If a link in a node is named like http://example.com/foo/bar and http://example.com/foo get's a 301 from a remote site to http://example.com/example1 the link http://example.com/foo/bar is changed into http://example.com/example1/bar. This may break the other link.

Actions:
1. Code need to verify if a checkable link is surrounded by single or double quotes or blanks and we can be save this is complete link and not only a chunk of a link.
2. Or code need to update only links inside a link element (<a href="http://example.com/foo/bar">example</a>
3. Other links need to be changed by hand only to be save.

Comments

hass’s picture

Priority: Normal » Critical
AlexisWilke’s picture

What would the browser do if http://example.com/example1/bar is incorrect?

hass’s picture

It may be listed on the next link check as "file not found", but we cannot say for sure how others configure their servers. If they provide a 301 for every link that does not exists to their home we change again to http://example.com/ and than you lost this link... You may not able to reproduce the link and than the link is lost.

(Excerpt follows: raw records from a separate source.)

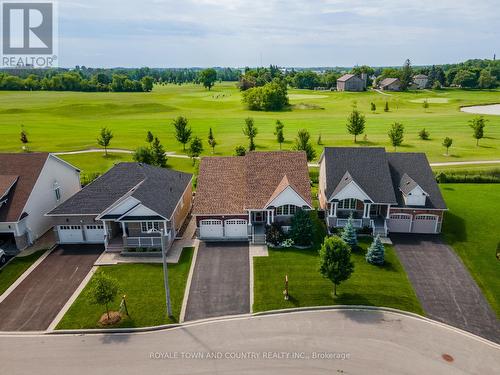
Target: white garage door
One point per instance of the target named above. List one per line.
(70, 234)
(211, 229)
(236, 228)
(399, 223)
(425, 224)
(94, 233)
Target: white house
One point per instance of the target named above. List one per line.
(31, 184)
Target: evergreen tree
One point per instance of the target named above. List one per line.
(211, 140)
(280, 137)
(335, 261)
(376, 252)
(182, 131)
(356, 123)
(349, 234)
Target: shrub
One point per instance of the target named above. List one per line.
(274, 234)
(301, 231)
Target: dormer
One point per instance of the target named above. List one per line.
(413, 194)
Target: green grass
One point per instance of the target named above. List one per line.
(60, 121)
(143, 285)
(471, 227)
(95, 162)
(11, 272)
(369, 285)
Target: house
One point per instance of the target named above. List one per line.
(390, 84)
(383, 191)
(133, 205)
(351, 82)
(421, 81)
(237, 196)
(31, 184)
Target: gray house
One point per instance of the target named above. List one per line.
(383, 191)
(133, 205)
(351, 82)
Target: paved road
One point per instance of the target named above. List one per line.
(371, 342)
(34, 304)
(443, 285)
(221, 281)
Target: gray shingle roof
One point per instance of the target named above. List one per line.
(367, 166)
(416, 165)
(157, 188)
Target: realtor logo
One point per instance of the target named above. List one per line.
(28, 34)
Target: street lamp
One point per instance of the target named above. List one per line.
(165, 270)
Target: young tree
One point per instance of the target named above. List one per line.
(211, 140)
(251, 132)
(149, 137)
(301, 228)
(104, 139)
(478, 124)
(278, 132)
(396, 134)
(349, 234)
(423, 134)
(182, 131)
(356, 123)
(447, 142)
(102, 290)
(376, 252)
(302, 143)
(335, 261)
(195, 148)
(208, 77)
(158, 153)
(240, 150)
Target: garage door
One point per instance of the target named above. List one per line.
(211, 229)
(399, 223)
(70, 234)
(236, 228)
(94, 233)
(425, 224)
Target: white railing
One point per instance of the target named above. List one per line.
(144, 242)
(357, 223)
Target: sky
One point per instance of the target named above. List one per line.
(300, 33)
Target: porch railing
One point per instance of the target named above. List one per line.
(144, 242)
(358, 223)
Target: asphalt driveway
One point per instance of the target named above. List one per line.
(443, 285)
(34, 304)
(221, 281)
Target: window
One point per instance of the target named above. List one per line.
(149, 226)
(57, 192)
(348, 204)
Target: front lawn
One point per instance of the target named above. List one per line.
(369, 285)
(472, 228)
(143, 286)
(11, 272)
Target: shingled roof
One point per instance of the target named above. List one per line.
(233, 184)
(416, 166)
(19, 172)
(156, 188)
(367, 166)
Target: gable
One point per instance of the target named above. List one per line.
(288, 196)
(351, 190)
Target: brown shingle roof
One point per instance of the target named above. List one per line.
(27, 167)
(229, 185)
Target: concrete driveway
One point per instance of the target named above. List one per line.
(221, 281)
(443, 285)
(34, 304)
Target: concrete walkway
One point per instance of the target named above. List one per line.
(443, 285)
(313, 342)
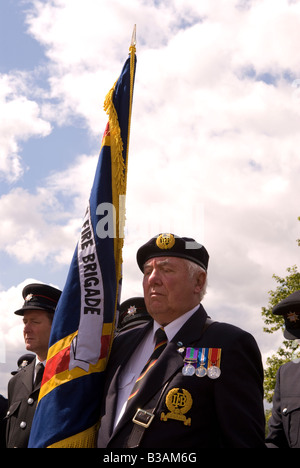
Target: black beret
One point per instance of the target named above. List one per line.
(133, 312)
(39, 297)
(170, 245)
(23, 361)
(290, 309)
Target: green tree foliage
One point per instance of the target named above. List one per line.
(289, 350)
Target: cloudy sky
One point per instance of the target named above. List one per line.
(214, 148)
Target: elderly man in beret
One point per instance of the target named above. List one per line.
(284, 422)
(23, 389)
(182, 380)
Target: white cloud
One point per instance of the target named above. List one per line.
(20, 120)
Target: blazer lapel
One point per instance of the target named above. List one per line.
(27, 376)
(119, 360)
(168, 364)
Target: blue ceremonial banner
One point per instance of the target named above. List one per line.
(67, 413)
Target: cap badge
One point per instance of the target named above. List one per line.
(178, 401)
(293, 317)
(131, 310)
(165, 241)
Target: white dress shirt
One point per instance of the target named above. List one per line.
(137, 361)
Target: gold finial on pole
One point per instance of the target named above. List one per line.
(133, 37)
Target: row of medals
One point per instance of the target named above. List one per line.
(190, 368)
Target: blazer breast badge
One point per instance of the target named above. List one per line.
(178, 401)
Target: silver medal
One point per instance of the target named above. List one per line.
(188, 370)
(201, 371)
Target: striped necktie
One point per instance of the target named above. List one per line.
(161, 341)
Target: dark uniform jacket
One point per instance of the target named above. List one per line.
(22, 400)
(223, 412)
(284, 424)
(3, 410)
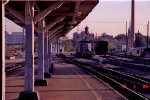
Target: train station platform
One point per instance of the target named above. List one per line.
(68, 82)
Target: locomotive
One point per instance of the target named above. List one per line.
(89, 49)
(87, 46)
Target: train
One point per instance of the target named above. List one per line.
(88, 49)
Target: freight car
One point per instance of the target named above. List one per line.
(88, 49)
(101, 47)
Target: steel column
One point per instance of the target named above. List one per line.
(46, 69)
(40, 50)
(3, 50)
(29, 53)
(49, 53)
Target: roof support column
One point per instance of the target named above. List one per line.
(46, 60)
(40, 81)
(29, 92)
(3, 49)
(50, 56)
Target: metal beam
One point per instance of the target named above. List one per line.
(3, 49)
(16, 14)
(55, 30)
(67, 14)
(47, 11)
(50, 25)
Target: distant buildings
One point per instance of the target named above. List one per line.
(83, 36)
(14, 38)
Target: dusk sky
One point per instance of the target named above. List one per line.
(109, 16)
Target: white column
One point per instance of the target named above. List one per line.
(29, 53)
(40, 50)
(49, 52)
(46, 69)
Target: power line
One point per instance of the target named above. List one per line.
(104, 21)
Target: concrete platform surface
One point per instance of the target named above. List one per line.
(68, 82)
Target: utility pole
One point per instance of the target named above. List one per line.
(147, 33)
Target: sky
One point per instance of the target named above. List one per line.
(108, 16)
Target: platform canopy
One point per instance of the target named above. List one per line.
(60, 16)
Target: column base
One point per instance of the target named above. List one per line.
(29, 95)
(47, 75)
(40, 82)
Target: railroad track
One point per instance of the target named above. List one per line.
(13, 66)
(134, 59)
(128, 64)
(130, 86)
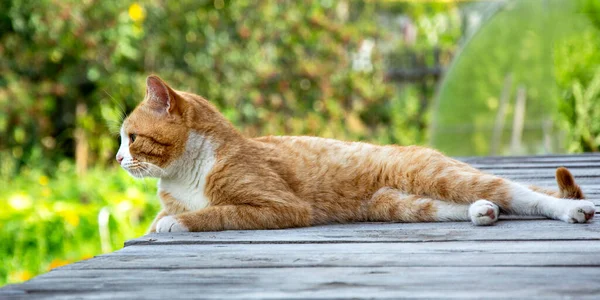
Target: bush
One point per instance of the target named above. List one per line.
(48, 221)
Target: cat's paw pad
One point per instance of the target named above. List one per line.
(483, 212)
(580, 212)
(170, 224)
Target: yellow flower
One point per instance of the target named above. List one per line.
(71, 217)
(19, 276)
(20, 201)
(136, 12)
(43, 180)
(58, 263)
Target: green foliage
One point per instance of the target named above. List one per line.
(51, 221)
(577, 62)
(522, 41)
(71, 69)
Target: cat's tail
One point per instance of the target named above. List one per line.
(566, 184)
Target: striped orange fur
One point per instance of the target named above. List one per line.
(213, 178)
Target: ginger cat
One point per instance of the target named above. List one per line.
(213, 178)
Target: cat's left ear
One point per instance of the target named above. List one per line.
(161, 98)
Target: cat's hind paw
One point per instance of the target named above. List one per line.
(483, 212)
(170, 224)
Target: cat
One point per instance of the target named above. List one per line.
(212, 178)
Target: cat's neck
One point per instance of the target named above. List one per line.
(186, 178)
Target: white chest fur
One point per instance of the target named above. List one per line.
(189, 173)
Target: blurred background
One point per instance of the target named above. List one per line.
(467, 77)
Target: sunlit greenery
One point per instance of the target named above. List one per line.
(55, 219)
(69, 70)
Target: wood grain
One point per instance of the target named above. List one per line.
(518, 258)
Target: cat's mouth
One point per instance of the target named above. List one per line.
(139, 169)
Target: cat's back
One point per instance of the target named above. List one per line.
(317, 148)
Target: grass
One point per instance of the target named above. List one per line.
(49, 220)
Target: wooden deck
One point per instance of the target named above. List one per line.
(516, 258)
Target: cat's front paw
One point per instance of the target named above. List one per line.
(579, 211)
(170, 224)
(483, 212)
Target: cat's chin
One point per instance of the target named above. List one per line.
(140, 174)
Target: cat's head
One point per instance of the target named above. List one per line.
(161, 132)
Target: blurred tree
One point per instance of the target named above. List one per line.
(272, 67)
(577, 69)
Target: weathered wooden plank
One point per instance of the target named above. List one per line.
(475, 254)
(334, 283)
(585, 157)
(547, 167)
(513, 230)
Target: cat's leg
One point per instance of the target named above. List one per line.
(524, 201)
(566, 184)
(237, 217)
(391, 205)
(462, 184)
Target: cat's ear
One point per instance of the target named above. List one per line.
(161, 98)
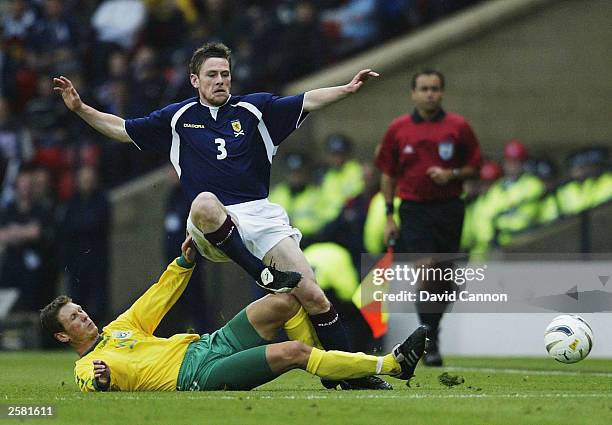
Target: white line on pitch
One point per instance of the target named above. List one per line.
(529, 372)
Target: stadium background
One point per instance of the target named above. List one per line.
(536, 70)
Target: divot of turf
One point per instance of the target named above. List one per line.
(450, 380)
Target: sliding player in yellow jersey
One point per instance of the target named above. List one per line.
(126, 356)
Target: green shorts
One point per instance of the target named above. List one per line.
(231, 358)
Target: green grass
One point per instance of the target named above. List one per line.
(496, 391)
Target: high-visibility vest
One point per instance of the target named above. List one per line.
(334, 269)
(374, 228)
(303, 208)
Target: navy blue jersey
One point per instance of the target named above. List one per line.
(225, 150)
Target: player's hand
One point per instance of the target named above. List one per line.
(188, 249)
(71, 97)
(358, 80)
(101, 373)
(391, 231)
(439, 175)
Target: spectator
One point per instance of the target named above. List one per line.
(300, 198)
(426, 156)
(348, 228)
(118, 22)
(514, 202)
(344, 178)
(15, 149)
(85, 227)
(22, 227)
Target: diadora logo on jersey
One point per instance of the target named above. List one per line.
(122, 334)
(237, 127)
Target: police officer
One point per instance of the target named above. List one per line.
(425, 156)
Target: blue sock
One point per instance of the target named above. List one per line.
(228, 240)
(330, 330)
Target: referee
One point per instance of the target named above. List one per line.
(425, 156)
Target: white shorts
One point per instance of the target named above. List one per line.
(261, 225)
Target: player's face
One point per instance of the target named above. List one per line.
(213, 82)
(76, 322)
(428, 93)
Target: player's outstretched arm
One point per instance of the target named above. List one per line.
(319, 98)
(109, 125)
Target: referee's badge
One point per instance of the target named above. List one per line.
(446, 150)
(121, 334)
(237, 127)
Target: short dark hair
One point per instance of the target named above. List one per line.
(48, 315)
(209, 50)
(427, 71)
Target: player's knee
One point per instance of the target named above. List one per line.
(285, 305)
(295, 352)
(313, 298)
(207, 209)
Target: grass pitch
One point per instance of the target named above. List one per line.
(495, 391)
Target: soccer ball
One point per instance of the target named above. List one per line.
(568, 338)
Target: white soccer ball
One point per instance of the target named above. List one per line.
(568, 338)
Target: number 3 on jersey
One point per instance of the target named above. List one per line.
(221, 146)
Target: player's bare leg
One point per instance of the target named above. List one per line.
(325, 320)
(339, 365)
(212, 219)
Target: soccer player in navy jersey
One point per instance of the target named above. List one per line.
(221, 147)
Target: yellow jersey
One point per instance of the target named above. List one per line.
(138, 360)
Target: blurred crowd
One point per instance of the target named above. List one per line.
(129, 57)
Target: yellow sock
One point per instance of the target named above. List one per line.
(341, 365)
(299, 328)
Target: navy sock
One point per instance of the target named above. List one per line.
(228, 240)
(330, 330)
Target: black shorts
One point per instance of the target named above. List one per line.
(429, 227)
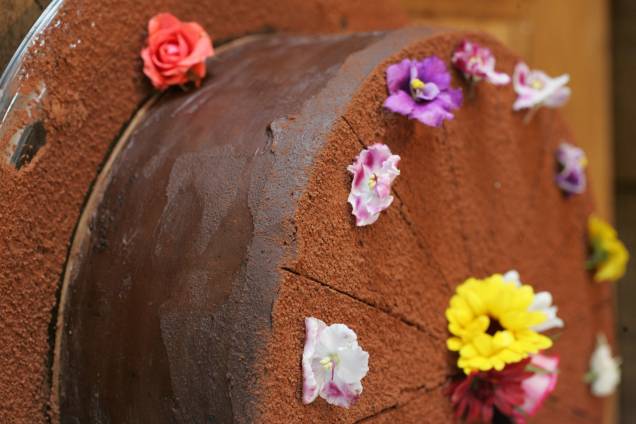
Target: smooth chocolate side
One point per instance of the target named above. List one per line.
(156, 307)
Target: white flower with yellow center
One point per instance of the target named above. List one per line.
(605, 371)
(333, 364)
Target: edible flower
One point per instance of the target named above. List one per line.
(477, 63)
(333, 364)
(421, 90)
(492, 323)
(374, 171)
(571, 164)
(609, 256)
(535, 89)
(605, 371)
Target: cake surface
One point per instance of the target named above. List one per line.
(223, 222)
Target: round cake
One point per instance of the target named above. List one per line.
(220, 222)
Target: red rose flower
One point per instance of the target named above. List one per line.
(175, 51)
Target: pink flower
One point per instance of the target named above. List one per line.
(535, 88)
(373, 172)
(543, 382)
(477, 63)
(333, 364)
(175, 51)
(571, 162)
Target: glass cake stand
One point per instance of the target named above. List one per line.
(21, 110)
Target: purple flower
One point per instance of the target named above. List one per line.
(421, 90)
(477, 63)
(571, 163)
(373, 172)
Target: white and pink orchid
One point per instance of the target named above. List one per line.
(373, 172)
(534, 88)
(543, 382)
(477, 63)
(605, 371)
(333, 364)
(542, 302)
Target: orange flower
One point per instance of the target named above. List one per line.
(175, 51)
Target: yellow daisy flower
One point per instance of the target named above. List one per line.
(491, 323)
(609, 255)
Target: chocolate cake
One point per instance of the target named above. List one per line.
(220, 222)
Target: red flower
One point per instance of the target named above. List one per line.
(476, 397)
(175, 51)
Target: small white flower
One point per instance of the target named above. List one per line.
(542, 302)
(535, 88)
(333, 364)
(605, 372)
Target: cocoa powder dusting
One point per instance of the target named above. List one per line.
(90, 64)
(475, 197)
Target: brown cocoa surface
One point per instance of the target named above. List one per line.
(475, 197)
(89, 60)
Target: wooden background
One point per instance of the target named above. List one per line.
(558, 36)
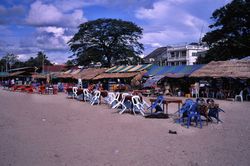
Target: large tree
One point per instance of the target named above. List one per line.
(108, 41)
(40, 60)
(9, 60)
(230, 34)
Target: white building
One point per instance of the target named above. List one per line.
(183, 55)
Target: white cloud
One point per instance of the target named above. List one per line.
(41, 14)
(168, 23)
(57, 31)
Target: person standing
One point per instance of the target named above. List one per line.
(197, 89)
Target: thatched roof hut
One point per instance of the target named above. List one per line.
(88, 74)
(227, 69)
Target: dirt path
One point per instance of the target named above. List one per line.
(39, 130)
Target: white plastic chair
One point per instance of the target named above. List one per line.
(124, 107)
(239, 96)
(121, 101)
(86, 95)
(74, 89)
(110, 97)
(115, 100)
(96, 97)
(137, 105)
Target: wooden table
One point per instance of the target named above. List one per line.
(168, 101)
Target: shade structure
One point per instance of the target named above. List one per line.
(67, 74)
(130, 68)
(152, 81)
(115, 75)
(173, 71)
(88, 74)
(227, 69)
(4, 74)
(39, 76)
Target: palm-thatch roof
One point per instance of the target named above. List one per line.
(88, 74)
(116, 75)
(226, 69)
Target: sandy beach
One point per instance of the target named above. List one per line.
(50, 130)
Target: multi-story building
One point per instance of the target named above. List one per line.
(184, 55)
(157, 56)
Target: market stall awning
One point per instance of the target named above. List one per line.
(88, 74)
(18, 73)
(115, 75)
(226, 69)
(173, 71)
(4, 74)
(152, 81)
(39, 76)
(130, 68)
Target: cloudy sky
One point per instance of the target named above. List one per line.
(29, 26)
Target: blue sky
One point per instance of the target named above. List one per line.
(29, 26)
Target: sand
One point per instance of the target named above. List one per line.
(50, 130)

I have added very special regexes to the extraction process within the last days. We need to adapt this and use regex replace with nearly the same regexes and replace only links we know for sure they are inside a link or one of the other HTML elements and not only a part of a link written in plain text or so.

hass’s picture

Status: Active » Needs review
StatusFileSize
new10.46 KB
new10.46 KB

Patches attached.

hass’s picture

New patches, less lines, should be faster and fixed numbering bugs in replacement string.

hass’s picture

Status: Needs review » Fixed

Above patches are partly no-brainers...

I've committed better patches that have been tested on some links and seems to work reliably. Would be good to hear from some people if it works well or not.

Status: Fixed » Closed (fixed)

Automatically closed -- issue fixed for 2 weeks with no activity.